Background: The diagnostic potential of DNA methylation has generated a need for quality control systems in its analysis. Here, we tested whether cycle threshold (Ct) values from real-time quantitative PCR correlate better with the reliability of bisulfite-PCR methylation analyses than spectrophotometric concentrations.
Methods: A total of 18 cell line DNA samples were quantified for beta-actin (ACTB) Ct and spectrophotometric values from 1-microL volumes. A further 1 microL was analyzed in quintuplicate for bisulfite DNA ACTB by MethyLight. Correlations between Ct and spectrophotometric values, and MethyLight qualitative (detection in all replicates) and quantitative (Ct value standard deviation <1) reliability were compared. To validate the findings, the same comparisons were made in 40 formalin-fixed, paraffin-embedded tissue (FFPET) samples analyzed by methylation-specific PCR of MLH1.

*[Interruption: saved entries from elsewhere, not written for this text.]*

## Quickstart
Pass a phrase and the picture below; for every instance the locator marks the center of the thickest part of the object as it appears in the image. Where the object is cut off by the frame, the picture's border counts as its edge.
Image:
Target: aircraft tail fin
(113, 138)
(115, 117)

Results: Using optimal thresholds, Ct values correctly identified 6/7 (86%) and 11/11 (100%) cell line samples to be qualitatively, and 7/7 (100%) and 4/4 (100%) quantitatively reliable and unreliable, respectively. The corresponding frequencies for spectrophotometry were 6/8 (75%), 10/10 (100%), 6/8 (75%) and 2/3 (67%), respectively. In FFPET DNA, the respective values for qualitative reliability for Ct values were 25/25 (100%) and 11/15 (73%), and 11/14 (79%) and 8/26 (31%) for spectrophotometry.
Conclusions: Ct values could be useful indicators for gauging the suitability of samples for methylation analysis, in particular from FFPET.